This works by actually building the multidimensional array (reshape(...)), filled with values 1, 2, ... in linear order (1:prod(d)), and then indexing with the multidimensional index to get the corrresponding value.

The indexing is done by converting the input multidimensional index i into a cell array (num2cell(...)) and then to a comma-separated list ({:}).

The two flip operations are needed to adapt the order of dimensions from C to Octave.

Answer 16

CJam, 7 bytes

0q~z+:b

Try it online!

How it works

0        e# Push 0 on the stack.
 q       e# Read and push all input, e.g., "[[10 10 4 62 7] [1 2 3 4 5]]".
  ~      e# Eval, pushing [[10 10 4 62 7] [1 2 3 4 5]].
   z     e# Zip, pushing [[10 1] [10 2] [4 3] [62 4] [7 5]].
    +    e# Concatenate, pushing [0 [10 1] [10 2] [4 3] [62 4] [7 5]]
     :b  e# Reduce by base conversion.
         e# [10 1] in base    0 is    0 * 10 + 1 = 1.
         e# [10 2] in base    1 is    1 * 10 + 2 = 12.
         e# [ 4 3] in base   12 is   12 *  4 + 3 = 51.
         e# [62 4] in base   51 is   51 * 62 + 4 = 3166.
         e# [ 7 5] in base 3166 is 3166 *  7 + 5 = 22167.

Answer 17

Haskell, 47 bytes

Two equal length solutions:

s(a:b)(x:y)=a*product y:s b y
s _ _=[]
(sum.).s

Called like: ((sum.).s)[4,2][5,10].

Here's an infix version:

(a:b)&(x:y)=a*product y:b&y
_ & _=[]
(sum.).(&)

Answer 18

Octave, 47/43/31 bytes

@(d,i)sub2ind(flip(d),num2cell(flip(i+1)){:})-1

Test it here.

Having said that, as it was asked in a comment, 1-based indexing was said to be OK when this is natural to the language being used. In this case, we can save 4 bytes:

@(d,i)sub2ind(flip(d),num2cell(flip(i)){:})

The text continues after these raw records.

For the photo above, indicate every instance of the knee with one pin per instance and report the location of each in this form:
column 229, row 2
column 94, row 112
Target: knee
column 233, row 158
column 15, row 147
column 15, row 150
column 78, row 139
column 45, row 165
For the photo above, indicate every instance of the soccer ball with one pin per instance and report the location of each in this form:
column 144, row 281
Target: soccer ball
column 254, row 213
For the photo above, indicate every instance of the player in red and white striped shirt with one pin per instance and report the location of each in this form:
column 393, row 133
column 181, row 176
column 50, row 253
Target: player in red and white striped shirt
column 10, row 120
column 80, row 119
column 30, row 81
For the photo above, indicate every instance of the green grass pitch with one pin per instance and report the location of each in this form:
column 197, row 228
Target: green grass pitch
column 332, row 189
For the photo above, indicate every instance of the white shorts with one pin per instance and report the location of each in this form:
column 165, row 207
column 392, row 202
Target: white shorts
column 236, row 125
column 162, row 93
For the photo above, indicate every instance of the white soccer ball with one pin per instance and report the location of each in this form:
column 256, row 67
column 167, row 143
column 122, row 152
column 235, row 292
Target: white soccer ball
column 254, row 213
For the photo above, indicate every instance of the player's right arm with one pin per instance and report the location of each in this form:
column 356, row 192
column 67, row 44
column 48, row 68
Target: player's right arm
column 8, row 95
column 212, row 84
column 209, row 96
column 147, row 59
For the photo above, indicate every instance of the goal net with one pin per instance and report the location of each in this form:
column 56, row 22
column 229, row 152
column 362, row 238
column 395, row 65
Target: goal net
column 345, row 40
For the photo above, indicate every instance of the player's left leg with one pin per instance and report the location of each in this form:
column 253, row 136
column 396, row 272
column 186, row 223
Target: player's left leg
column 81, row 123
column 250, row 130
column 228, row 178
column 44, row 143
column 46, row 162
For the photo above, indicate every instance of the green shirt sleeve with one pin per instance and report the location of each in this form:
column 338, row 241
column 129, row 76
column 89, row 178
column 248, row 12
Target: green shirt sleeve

In analogy, I argue that if the objective of the code is to linearly index an array within that language, the whole flipping around and accounting for MATLAB/Octave's column major order should not be necessary, either. In that case, my solution becomes

@(d,i)sub2ind(d,num2cell(i){:})

Test that one here.

Answer 19

Mathematica, 47 bytes

Fold[Last@#2#+First@#2&,First@#,Rest/@{##}]&

(Unicode is U+F3C7, or \[Transpose].) For this, I rewrote the expression as D_n(D_n-1( ⋯ (D₃(D₂S₁ + S₂) + S₃) ⋯ ) + S_n-1) + S_n. Just Folds the function over both lists.

Answer 20

Actually, 13 bytes

;pX╗lr`╜tπ`M*

Try it online!

This program takes the list of indices as the first input and the list of dimensions as the second input.

Explanation:

;pX╗lr`╜tπ`M*
;pX╗            push dims[1:] to reg0
    lr`   `M    map: for n in range(len(dims)):
       ╜tπ        push product of last n values in reg0
            *   dot product of indices and map result

Answer 21

Racket 76 bytes

(λ(l i(s 0))(if(null? i)s(f(cdr l)(cdr i)(+ s(*(car i)(apply *(cdr l)))))))

Ungolfed:

(define f
  (λ (ll il (sum 0))
    (if (null? il)
        sum
        (f (rest ll)
           (rest il)
           (+ sum
              (* (first il)
                 (apply * (rest ll))))))))

Testing:

(f '(5 10) '(4 2))
(f '(10 10 4 62 7) '(1 2 3 4 5))
(f '(5 1 10) '(3 0 7))

Output:

42
22167
37

Answer 22

Javascript, 119 79 bytes

x=(d,i)=>{a=0;for(m in d){m*=1;a+=i[m];if(m!=i.length-1){a*=d[m+1];}}return a;}

Try it online!

Answer 23

C#, 73 bytes

d=>i=>{int n=d.Length,x=0,y=1;for(;n>0;){x+=y*i[--n];y*=d[n];}return x;};

Full program with test cases:

using System;

namespace IndexOfAMultidimensionalArray
{
    class Program
    {
        static void Main(string[] args)
        {
            Func<int[],Func<int[],int>>f= d=>i=>{int n=d.Length,x=0,y=1;for(;n>0;){x+=y*i[--n];y*=d[n];}return x;};
            
            int[] dimensions, indices;
            dimensions =new int[]{5, 10};
            indices=new int[]{4,2};
            Console.WriteLine(f(dimensions)(indices));      //42

            dimensions=new int[]{10, 10, 4, 62, 7};
            indices=new int[]{1, 2, 3, 4, 5};
            Console.WriteLine(f(dimensions)(indices));      //22167
            
            dimensions=new int[]{5, 1, 10};
            indices=new int[]{3, 0, 7};
            Console.WriteLine(f(dimensions)(indices));      //37

            dimensions=new int[]{6, 6, 6, 6, 6, 6, 6, 6, 6, 6};
            indices=new int[]{3, 1, 5, 5, 3, 0, 5, 2, 5, 4};
            Console.WriteLine(f(dimensions)(indices));      //33570178
        }
    }
}

Answer 24

Perl 6, 39 bytes

->\d,\i{sum i.map:{[×] $_,|d[++$ ..*]}}

A rather naive golf here, just squished a anonymous sub.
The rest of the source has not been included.